La pièce était baignée d'une lumière tamisée, projetée par quelques lanternes suspendues au plafond. Arlen avait disposé une table basse et deux coussins dans le petit salon, non loin de la bibliothèque. L'atmosphère était paisible, mais mon cœur battait un peu trop vite. Je n'avais pas revu Lyam depuis notre première rencontre.
Quand il entre, je sens immédiatement sa présence. Il était grand, droit, silencieux. Ses cheveux noirs étaient attachés dans une file d'attente basse, et ses yeux clairs s'attardèrent brièvement sur moi. Il hocha la tête sans sourire.
— Installe-toi, dit-il simplement.
Je m'exécute en silence, m'asseyant sur l'un des coussins. Il prend place en face de moi, dos droit, les bras croisés.
— Arlen m'a dit que tu ne connais presque rien du monde hors de ta forêt. Est-ce exact ?
— Oui.
Il me détailla longuement, puis se pencha légèrement.
— Ce que tu dois comprendre avant tout, c'est que chaque espèce magique a ses lois, ses coutumes, ses forces… et ses dangers. Le monde n'est pas tendre. Ce n'est pas un conte.
Je ne répondis pas. Il ne s'attend pas à ce que je parle, de toute façon.
— Tu as déjà entendu parler des meutes ?
— Seulement le mot.
— Les loups-garous vivent en meutes. Nous sommes organisés selon une hiérarchie : alpha, bêta, oméga. Je suis l'alpha ici.
Je hochai la tête. Il poursuivit :
— Un alpha protège. Il dirige. Je décide. Mais il n'est pas infaillible. Il est lié à sa meute par l'instinct… et parfois par quelque chose de plus rare.
Il marque une pause, presque imperceptible.
— Certains d'entre nous naissent liés à un autre être. Une seule personne. Ce lien, on l'appelle « âme-sœur ».
Je relève la tête, surprise.
— Ce n'est pas fréquent. Et pas toujours entre loups. C'est… ancien. Très ancien.
Il me fixait, comme s'il cherchait à voir ma réaction. J'avais lu ce mot dans un livre, mais sans le comprendre. Chez nous, ce genre de choix n'existait pas. Les fées n'aiment pas. Elles vivent. Elles dansent. Elles naissent et disparaissent sans jamais appartenir à quelqu'un.
— Et si on ne trouve jamais cette personne ? demandai-je.

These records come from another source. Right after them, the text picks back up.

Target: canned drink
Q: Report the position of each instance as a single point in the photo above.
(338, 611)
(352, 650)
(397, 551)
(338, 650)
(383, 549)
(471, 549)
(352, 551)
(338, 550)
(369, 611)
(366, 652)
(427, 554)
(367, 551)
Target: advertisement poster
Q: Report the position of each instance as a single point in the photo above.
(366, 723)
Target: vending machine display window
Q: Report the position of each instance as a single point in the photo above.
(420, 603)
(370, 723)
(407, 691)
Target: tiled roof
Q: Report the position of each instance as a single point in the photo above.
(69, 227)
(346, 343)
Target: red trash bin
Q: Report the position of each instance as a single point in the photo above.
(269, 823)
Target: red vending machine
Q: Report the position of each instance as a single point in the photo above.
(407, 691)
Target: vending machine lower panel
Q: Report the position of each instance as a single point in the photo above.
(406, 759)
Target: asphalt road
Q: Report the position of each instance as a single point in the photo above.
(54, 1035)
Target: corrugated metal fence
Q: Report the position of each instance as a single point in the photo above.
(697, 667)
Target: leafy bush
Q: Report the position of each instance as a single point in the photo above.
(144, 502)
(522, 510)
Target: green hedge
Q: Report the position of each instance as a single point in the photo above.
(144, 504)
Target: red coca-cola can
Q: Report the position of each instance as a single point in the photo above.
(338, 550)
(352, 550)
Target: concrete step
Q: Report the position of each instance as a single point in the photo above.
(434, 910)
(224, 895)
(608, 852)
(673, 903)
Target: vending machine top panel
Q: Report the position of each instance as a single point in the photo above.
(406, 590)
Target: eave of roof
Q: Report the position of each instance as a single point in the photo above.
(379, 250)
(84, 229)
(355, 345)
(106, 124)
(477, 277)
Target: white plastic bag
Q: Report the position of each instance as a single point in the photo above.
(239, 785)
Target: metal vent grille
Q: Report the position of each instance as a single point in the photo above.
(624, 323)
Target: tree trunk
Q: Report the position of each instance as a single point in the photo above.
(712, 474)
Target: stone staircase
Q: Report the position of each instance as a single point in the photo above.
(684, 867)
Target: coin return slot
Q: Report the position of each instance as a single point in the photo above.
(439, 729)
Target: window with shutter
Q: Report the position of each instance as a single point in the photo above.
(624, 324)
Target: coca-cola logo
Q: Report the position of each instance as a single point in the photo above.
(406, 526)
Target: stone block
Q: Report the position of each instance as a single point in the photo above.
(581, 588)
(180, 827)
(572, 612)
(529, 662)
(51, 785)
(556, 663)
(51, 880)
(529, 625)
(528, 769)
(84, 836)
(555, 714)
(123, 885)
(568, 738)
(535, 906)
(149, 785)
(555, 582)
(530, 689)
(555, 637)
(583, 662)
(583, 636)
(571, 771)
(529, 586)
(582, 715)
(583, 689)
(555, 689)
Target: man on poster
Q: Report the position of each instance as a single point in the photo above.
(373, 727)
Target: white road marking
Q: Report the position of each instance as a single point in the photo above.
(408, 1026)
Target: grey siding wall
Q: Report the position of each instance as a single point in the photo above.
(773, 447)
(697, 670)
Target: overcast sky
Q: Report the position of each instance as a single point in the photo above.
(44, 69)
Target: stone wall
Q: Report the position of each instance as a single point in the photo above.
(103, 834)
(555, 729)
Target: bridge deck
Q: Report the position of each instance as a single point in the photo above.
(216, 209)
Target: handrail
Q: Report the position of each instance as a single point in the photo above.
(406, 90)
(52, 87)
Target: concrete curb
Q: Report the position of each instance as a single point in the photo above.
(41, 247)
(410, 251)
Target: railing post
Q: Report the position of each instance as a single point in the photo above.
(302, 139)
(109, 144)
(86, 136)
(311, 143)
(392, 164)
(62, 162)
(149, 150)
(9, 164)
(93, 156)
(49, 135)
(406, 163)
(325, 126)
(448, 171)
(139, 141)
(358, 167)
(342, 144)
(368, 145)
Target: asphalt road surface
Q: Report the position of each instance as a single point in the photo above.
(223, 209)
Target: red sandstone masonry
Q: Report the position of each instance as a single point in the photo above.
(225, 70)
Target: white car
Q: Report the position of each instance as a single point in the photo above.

Il haussa à peine les épaules.
— Sur vit. Mais une part de nous reste en sommeil.
Un silence s'installe. Il ne cherchait pas à combler le vide. Moi non plus. Pourtant, quelque chose résonnait dans ma poitrine. Une chaleur discrète. Comme un écho sans origine.
— Et toi… tu as une âme-sœur ?
Je regrettai aussitôt la question. Mais il ne parut pas offensé. Il détourna légèrement les yeux.
— Je ne sais pas encore.
Sa voix était plus basse, presque rauque.
Il se leva.
— On en restera là pour ce soir. Tu as beaucoup à assimiler. Demain, je t'en parlerai davantage. Tu me raconteras aussi ce que tu sais, toi, sur la forêt.
Je hochai la tête.
Avant de sortir, il se revient légèrement.
— Bonne nuit, Néryn.
Et il a disparu dans le couloir.
Je reste seul, assis sur le coussin, longtemps après son départ. La chaleur des lanternes s'était atténuée, les ombres s'étaient allongées, et le silence était devenu presque lourd.
Je posai ma main sur ma poitrine, là où battait ce cœur si étrange, si fragile. Ce mot, âme-sœur, tournait dans mon esprit comme une feuille portée par le vent. Une seule personne. Un lien plus fort que la magie. Un appel que l'on porte sans savoir d'où il vient…
Chez nous, les fées, on ne parle pas d'amour. On ne parle pas d'attachement. Tout est collectif. Tout est doux et vide à la fois. Et pourtant… ce qu'il a dit, ce qu'il est, ça a éveillé quelque chose en moi. Comme si j'avais effleuré un secret interdit.
Je me lève lentement, les ailes lourdes, et regagnai ma chambre. L'obscurité y était paisible. Je m'allongeai sur les draps, regardant le plafond sans vraiment le voir.
Je pense à Lyam, à sa voix grave, à ses silences. À ses yeux qui semblaient sonder au-delà de ma peau, jusqu'à mes pensées les plus enfouies. Je pensais aussi à la forêt, à l'Arbre-Mère, aux regards fuyants, aux sourires forcés.
Et je me surprends à espérer.
Espérer comprendre ce monde. Espérer apprendre. Espérer… trouver une place.
Peut-être même, un jour, espérer être choisi.